Dissecting the softer, gentler Tiger Woods
Eddie Guy
Tiger Woods has never made it onto Golf Digest’s ranking of the nicest guys of the PGA Tour.
There’s a saying in Hollywood: Be kind to everyone on the way up; you’ll meet the same people on the way down. Aſter four back surgeries, myriad injuries and comebacks on comebacks, Woods is no longer on his way up—though his 15th career major at April’s Masters stands out—but there are signs he has become a happier, friendlier, more empathetic person.
In South Florida, where Woods lives, he has formed meaningful relationships with some of the game’s young stars. Rory McIlroy spent part of his Thanksgiving in 2017 playing golf with Woods and calls him a friend. When Justin Thomas won the 2017 PGA Championship, he later celebrated his victory with Tiger at Woods’ restaurant in Jupiter. Rickie Fowler and Tiger also have dinner there sometimes.
The truth is that Tiger has been a nicer person than he has received credit for. See the works of his foundation, plus lesser-known stories of players he has assisted over the years, like helping one foreign-born PGA Tour player obtain his green card.
Jason Day has been effusive in his praise of Woods, citing how oſten the two text and talk.

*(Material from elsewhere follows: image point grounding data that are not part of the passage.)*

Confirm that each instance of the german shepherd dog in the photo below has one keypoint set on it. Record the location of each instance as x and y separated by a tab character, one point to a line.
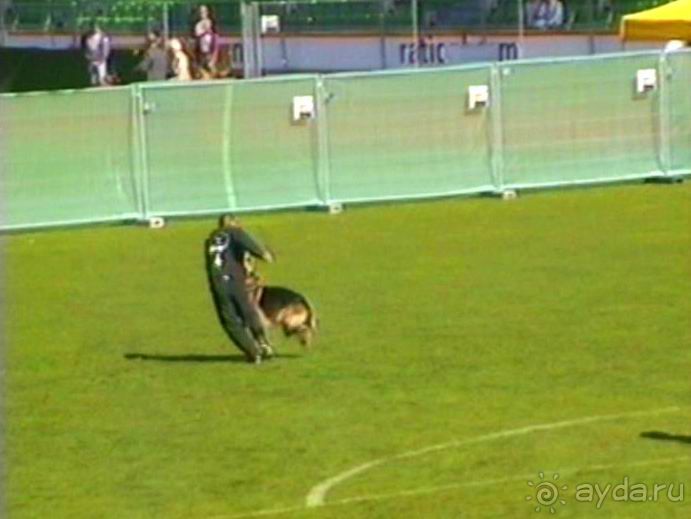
278	307
282	307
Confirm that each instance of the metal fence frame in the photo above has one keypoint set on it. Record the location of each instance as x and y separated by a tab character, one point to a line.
319	137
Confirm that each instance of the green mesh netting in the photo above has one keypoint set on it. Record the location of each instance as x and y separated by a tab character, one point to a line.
164	149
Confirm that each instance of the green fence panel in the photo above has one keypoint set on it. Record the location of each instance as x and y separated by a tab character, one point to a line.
679	109
66	158
402	135
178	149
275	158
226	146
578	121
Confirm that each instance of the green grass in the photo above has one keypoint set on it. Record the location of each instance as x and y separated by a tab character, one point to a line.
440	321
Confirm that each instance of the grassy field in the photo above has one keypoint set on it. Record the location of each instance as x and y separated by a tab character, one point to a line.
549	334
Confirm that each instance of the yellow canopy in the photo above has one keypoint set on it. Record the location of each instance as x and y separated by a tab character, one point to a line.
671	21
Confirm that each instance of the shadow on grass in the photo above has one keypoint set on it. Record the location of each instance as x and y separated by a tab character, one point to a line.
663	436
198	358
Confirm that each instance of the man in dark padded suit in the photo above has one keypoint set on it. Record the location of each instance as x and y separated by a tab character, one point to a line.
225	252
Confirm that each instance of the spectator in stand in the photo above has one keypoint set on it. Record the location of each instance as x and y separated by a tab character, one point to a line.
181	64
548	14
206	45
96	48
155	64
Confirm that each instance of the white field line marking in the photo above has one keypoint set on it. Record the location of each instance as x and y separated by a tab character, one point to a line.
454	486
317	494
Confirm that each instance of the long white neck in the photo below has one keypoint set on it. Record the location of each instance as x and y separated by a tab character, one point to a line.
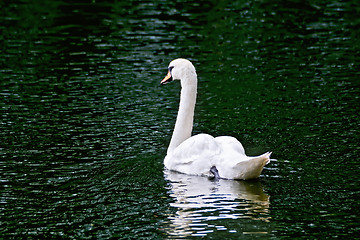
185	117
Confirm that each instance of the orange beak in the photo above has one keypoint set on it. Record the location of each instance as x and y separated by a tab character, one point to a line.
167	78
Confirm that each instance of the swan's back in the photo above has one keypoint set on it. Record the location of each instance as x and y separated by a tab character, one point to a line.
194	156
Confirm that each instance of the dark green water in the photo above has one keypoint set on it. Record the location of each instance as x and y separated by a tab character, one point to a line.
85	125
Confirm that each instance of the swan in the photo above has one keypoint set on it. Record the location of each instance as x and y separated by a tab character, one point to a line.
220	157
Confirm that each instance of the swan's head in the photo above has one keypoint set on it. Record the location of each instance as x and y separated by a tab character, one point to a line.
180	69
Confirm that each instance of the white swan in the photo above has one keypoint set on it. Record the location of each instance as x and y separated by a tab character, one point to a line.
203	154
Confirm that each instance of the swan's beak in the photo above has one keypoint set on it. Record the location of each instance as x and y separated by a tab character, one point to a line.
167	78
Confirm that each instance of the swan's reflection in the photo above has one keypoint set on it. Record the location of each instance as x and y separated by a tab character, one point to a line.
201	203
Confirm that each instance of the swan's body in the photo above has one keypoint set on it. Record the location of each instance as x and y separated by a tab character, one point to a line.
197	155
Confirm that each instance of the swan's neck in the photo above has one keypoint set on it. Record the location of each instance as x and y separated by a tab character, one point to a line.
185	117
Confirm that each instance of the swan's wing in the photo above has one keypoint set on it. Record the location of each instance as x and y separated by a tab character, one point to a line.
230	144
194	156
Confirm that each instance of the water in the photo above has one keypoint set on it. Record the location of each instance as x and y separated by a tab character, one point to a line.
85	124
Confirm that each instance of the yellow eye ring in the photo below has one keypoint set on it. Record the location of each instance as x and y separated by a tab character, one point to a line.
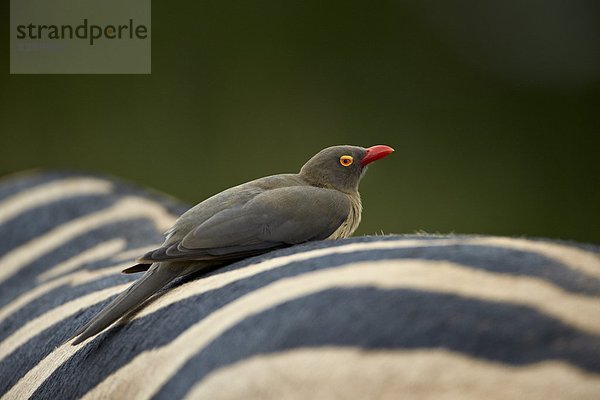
346	161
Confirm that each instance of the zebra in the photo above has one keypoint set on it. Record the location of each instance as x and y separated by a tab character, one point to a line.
425	316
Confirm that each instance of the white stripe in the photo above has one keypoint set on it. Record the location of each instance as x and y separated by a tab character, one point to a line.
126	209
98	252
74	279
582	261
43	194
46	367
328	373
54	316
225	278
160	364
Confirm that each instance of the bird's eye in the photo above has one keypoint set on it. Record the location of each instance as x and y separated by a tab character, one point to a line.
346	161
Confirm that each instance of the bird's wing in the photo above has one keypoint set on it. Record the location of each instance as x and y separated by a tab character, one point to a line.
273	219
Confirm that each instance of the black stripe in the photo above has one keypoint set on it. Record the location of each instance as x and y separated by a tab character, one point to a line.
135	232
377	319
38	221
105	354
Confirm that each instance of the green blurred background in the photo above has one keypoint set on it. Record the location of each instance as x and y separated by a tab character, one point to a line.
492	107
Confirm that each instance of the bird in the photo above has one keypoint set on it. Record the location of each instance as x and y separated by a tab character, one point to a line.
318	203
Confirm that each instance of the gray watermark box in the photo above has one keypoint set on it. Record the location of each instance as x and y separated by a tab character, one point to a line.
80	37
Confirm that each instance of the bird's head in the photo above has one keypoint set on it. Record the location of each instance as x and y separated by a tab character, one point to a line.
341	167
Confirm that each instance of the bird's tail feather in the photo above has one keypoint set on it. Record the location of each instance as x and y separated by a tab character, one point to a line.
154	280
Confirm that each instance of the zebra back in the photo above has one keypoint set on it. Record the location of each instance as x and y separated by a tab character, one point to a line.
368	317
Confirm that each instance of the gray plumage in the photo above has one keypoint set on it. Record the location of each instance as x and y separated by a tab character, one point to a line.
321	202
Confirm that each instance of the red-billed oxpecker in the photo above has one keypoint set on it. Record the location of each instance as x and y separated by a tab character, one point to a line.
320	202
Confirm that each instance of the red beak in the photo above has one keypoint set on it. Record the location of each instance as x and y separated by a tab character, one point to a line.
375	153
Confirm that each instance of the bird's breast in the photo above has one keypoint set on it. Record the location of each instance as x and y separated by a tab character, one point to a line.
351	223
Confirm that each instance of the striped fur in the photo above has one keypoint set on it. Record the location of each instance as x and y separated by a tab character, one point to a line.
453	317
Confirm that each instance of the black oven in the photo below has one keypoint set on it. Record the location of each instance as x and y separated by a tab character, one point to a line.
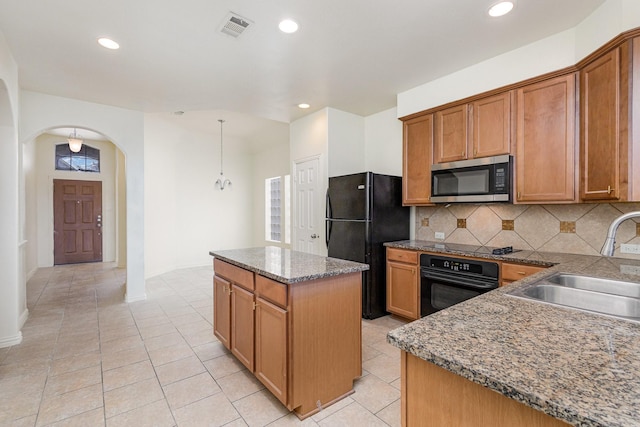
445	281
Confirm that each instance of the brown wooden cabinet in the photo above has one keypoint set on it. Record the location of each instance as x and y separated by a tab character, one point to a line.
417	156
432	393
491	125
403	283
546	142
606	149
451	133
288	337
271	348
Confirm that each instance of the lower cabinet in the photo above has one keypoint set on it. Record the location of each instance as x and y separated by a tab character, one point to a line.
271	348
403	283
302	341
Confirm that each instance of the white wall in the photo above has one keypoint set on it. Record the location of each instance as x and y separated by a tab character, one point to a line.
125	128
552	53
268	163
46	173
345	136
13	307
383	143
186	216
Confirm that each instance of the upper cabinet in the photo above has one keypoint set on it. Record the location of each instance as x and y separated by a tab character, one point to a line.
607	132
491	125
417	156
546	141
451	134
478	129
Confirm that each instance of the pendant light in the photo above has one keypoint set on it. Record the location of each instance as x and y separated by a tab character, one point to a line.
75	142
222	182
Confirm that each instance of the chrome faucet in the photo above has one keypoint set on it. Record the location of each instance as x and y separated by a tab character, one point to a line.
610	241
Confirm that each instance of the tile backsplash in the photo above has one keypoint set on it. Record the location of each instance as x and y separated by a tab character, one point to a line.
578	229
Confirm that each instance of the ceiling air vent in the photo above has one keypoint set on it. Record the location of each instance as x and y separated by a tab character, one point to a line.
234	25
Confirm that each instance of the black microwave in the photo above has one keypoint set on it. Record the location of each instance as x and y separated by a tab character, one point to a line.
488	179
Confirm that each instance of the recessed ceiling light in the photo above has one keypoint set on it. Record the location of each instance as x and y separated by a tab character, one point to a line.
288	26
501	8
108	43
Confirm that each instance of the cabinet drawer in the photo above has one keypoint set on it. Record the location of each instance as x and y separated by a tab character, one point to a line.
512	272
237	275
271	290
402	255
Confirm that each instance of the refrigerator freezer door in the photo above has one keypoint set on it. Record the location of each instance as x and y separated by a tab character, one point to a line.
347	197
347	240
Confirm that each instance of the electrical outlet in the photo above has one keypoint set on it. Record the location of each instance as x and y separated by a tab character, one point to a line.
626	248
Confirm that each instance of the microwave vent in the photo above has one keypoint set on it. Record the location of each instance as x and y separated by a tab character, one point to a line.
234	25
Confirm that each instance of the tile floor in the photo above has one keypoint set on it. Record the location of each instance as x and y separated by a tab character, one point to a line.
89	359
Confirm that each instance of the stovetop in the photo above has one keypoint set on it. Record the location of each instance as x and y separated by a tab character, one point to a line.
472	249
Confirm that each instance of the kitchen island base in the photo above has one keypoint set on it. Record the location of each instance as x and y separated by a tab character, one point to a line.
300	337
433	396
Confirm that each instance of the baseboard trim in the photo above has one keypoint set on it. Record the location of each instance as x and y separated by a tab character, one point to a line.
10	341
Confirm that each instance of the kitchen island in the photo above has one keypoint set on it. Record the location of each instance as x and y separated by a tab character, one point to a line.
550	366
294	320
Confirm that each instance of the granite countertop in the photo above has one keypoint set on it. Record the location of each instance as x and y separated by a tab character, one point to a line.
287	266
579	367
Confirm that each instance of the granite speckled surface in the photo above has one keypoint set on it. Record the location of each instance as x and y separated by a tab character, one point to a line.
287	266
580	367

Woods has taken it even further by inviting Day to his house on occasion. Woods has also gone out of his way to make amateurs and tour rookies feel welcome. In 2018, Tiger played a practice round at Augusta National with firefighter Matt Parziale, who had earned an invitation to the Masters by winning the 2017 U.S. Mid-Am. Woods sent him a letter congratulating him on the feat and thanked him for the work he does as a firefighter. In the final round of the 2018 Honda Classic, Woods was paired with rookie Sam Burns. The two chatted throughout the round, and Woods was very complimentary of Burns, who beat him by two. Later that year, a nervous Austin Cook, another rookie, played with Woods on Sunday of the Northern Trust. Woods put Cook at ease by starting conversations, answering questions and never big-timing him.

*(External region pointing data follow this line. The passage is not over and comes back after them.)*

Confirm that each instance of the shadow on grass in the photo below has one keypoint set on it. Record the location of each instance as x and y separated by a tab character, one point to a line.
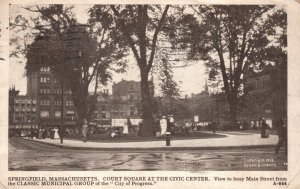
133	137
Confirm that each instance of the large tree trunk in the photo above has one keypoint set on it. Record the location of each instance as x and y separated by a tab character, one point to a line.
80	99
233	103
148	122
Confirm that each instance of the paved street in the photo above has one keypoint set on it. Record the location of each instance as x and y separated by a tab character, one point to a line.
32	156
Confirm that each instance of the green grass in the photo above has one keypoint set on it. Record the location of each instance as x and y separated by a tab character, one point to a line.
133	137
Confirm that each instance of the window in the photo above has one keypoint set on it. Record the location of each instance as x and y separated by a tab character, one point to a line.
44	91
57	91
45	69
69	91
56	80
57	103
132	110
57	114
44	113
44	79
45	102
69	103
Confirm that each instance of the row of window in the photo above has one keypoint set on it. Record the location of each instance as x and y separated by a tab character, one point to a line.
47	79
25	109
45	69
56	91
57	113
46	102
19	101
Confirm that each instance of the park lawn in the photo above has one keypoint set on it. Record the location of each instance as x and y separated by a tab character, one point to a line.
133	137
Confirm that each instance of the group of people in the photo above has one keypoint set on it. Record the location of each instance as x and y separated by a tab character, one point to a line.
281	126
164	125
40	133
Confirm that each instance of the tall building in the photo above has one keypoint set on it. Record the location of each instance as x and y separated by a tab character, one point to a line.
22	111
46	88
126	96
258	89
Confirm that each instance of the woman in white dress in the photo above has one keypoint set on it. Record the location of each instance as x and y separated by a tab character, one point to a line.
125	128
163	125
56	135
84	130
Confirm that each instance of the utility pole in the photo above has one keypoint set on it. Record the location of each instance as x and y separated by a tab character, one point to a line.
62	109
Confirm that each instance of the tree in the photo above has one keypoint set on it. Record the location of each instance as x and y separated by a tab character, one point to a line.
230	39
140	26
78	54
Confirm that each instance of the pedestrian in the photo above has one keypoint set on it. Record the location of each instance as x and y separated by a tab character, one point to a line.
282	135
44	135
125	128
186	128
214	127
84	130
56	135
157	128
264	129
40	133
140	125
163	125
170	123
52	132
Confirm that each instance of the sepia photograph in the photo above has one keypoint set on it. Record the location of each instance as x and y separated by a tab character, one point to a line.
148	87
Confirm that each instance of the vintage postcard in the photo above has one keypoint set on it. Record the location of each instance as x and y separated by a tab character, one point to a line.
131	94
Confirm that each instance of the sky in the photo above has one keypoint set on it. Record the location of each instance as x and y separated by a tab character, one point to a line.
190	79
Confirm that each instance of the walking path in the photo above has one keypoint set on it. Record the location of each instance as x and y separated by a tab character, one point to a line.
233	140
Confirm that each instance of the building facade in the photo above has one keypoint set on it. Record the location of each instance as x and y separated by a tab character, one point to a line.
22	111
258	99
51	99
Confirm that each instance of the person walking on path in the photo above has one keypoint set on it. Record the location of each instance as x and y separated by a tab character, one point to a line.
56	135
40	133
84	130
282	135
125	127
264	129
163	125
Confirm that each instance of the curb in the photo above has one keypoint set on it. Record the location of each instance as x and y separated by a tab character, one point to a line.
171	148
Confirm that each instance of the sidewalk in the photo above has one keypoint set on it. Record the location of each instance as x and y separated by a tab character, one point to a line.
233	140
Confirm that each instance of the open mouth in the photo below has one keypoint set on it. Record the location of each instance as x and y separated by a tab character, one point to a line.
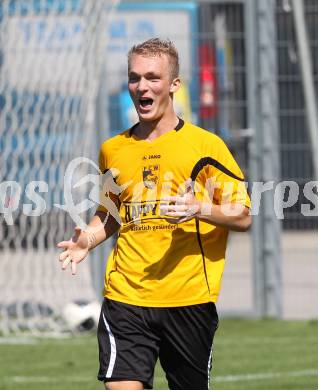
145	102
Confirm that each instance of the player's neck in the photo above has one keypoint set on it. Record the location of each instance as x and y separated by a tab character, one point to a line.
150	130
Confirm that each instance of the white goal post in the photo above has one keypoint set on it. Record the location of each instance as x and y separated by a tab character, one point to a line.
50	65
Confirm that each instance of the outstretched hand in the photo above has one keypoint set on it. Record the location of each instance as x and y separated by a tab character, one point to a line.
181	208
75	250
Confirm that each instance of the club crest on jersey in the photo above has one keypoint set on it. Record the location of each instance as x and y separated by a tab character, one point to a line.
150	175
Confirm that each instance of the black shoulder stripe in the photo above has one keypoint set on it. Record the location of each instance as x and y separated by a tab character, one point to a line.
179	125
131	130
203	162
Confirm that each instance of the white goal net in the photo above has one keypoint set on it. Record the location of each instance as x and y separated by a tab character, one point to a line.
50	64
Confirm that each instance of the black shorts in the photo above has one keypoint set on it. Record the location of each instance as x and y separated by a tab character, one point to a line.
131	338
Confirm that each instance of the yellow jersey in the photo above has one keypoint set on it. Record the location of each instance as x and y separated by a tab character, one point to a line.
156	262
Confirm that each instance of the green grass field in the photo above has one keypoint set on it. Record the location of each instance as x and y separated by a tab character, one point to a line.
248	355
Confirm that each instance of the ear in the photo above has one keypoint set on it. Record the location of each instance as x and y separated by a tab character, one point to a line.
175	85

Woods has even been more forthcoming with the media, answering questions about his personal life at the Masters, for example. It wasn’t always that way, particularly in his prime and with those who might have posed a threat to his dominance. But to reach the level of historic excellence that Woods has achieved, how nice could he really be?

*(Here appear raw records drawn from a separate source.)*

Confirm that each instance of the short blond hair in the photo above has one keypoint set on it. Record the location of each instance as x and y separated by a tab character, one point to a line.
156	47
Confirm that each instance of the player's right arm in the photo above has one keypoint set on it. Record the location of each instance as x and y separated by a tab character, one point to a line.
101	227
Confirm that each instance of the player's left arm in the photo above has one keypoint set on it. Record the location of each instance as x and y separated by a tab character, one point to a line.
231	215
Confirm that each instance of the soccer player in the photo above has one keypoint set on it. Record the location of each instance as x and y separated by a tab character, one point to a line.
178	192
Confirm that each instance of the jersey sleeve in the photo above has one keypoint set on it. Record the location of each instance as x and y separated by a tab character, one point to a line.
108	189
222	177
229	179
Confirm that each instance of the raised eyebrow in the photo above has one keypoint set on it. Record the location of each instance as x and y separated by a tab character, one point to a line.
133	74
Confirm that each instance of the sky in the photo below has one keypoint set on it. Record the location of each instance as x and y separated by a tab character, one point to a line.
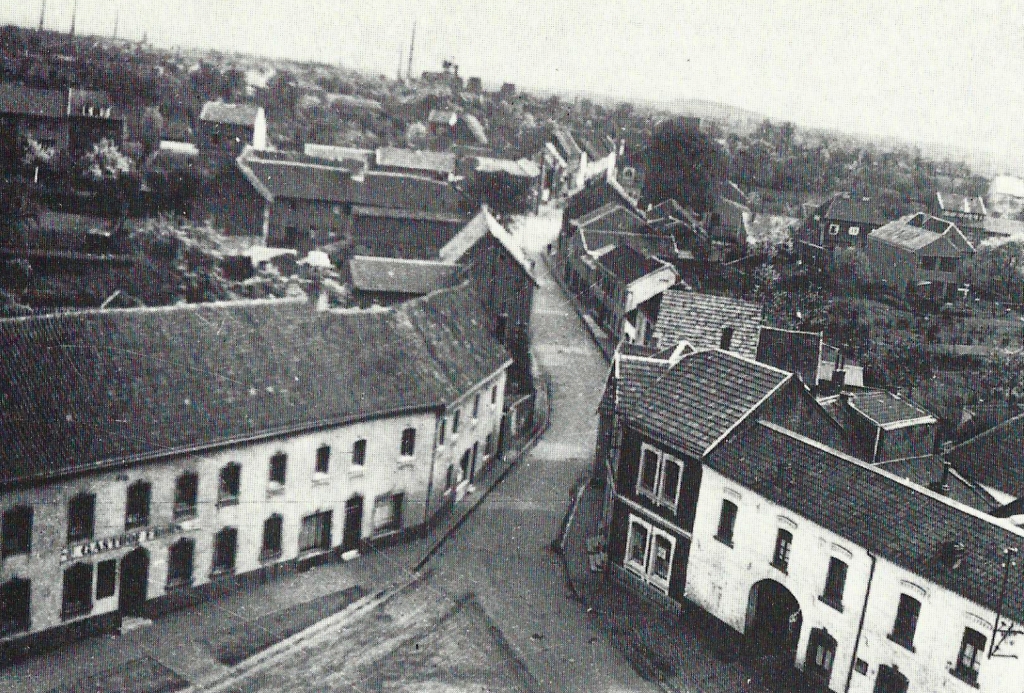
936	71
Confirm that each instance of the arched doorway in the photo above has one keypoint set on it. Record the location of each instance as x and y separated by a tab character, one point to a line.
353	523
134	578
773	621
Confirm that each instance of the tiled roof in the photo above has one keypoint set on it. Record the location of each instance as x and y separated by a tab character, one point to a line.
792	350
628	265
953	202
855	210
399	275
88	389
230	114
873	510
698	318
994	458
887	409
15	98
478	227
694	402
416	159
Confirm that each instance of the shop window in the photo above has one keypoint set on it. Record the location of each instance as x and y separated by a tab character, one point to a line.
16	526
229	484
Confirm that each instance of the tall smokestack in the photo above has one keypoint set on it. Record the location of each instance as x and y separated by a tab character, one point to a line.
412	48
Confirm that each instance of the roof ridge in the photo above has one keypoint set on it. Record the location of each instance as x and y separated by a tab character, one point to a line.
918	488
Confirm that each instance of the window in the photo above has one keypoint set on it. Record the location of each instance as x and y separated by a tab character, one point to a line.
107	578
726	522
820	654
16	531
409	442
835	583
649	552
323	460
279	467
783	543
314	534
359	452
271	537
225	544
969	658
659	476
229	484
387	512
137	508
185	495
726	340
906	621
15	612
81	517
77	597
179	562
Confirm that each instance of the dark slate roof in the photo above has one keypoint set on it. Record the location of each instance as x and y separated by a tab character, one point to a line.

“The muse requires total commitment to winning,” says a sport psychologist who was around Woods during his prime and has worked with several players on tour. “There are no half-measures trying to be the best in the world at something. Excellence requires sacrifice, and you have to sacrifice relationships, among other things. Few understand what it takes to get to the top and stay there.”
Few in any sport have done it better than Woods. But in the hero’s journey, success and exuberance and hubris are followed by the fall and, eventually, redemption.
At the 2018 Tour Championship, one of East Lake’s longtime locker-room assistants saw a big difference in Woods, and that was before he won for the first time in five years. Woods was friendlier, not just with fellow players, but with the club’s staff, willing to pose for a picture when asked, and he genuinely seemed happy.
“He’s come full circle,” says the assistant, who recalled a time when Woods could be very detached. One veteran golfer who had slipped to the ranks of the Korn Ferry Tour a few years ago and was going through a divorce periodically received texts from Woods checking in on him and asking about his daughter. Another, whose friendship with Woods traces back to their days playing junior golf, saw a difference in Woods when he won this year’s Masters. It was evident in not only what he saw but how quickly Woods responded to his congratulatory text and what was said.
“The first 14 majors he won, he was chasing history,” the player said. “But you could see it in the emotion he showed that this one was for him and his family. He got to enjoy that one more than the other 14 combined, I think. It was cool to see.”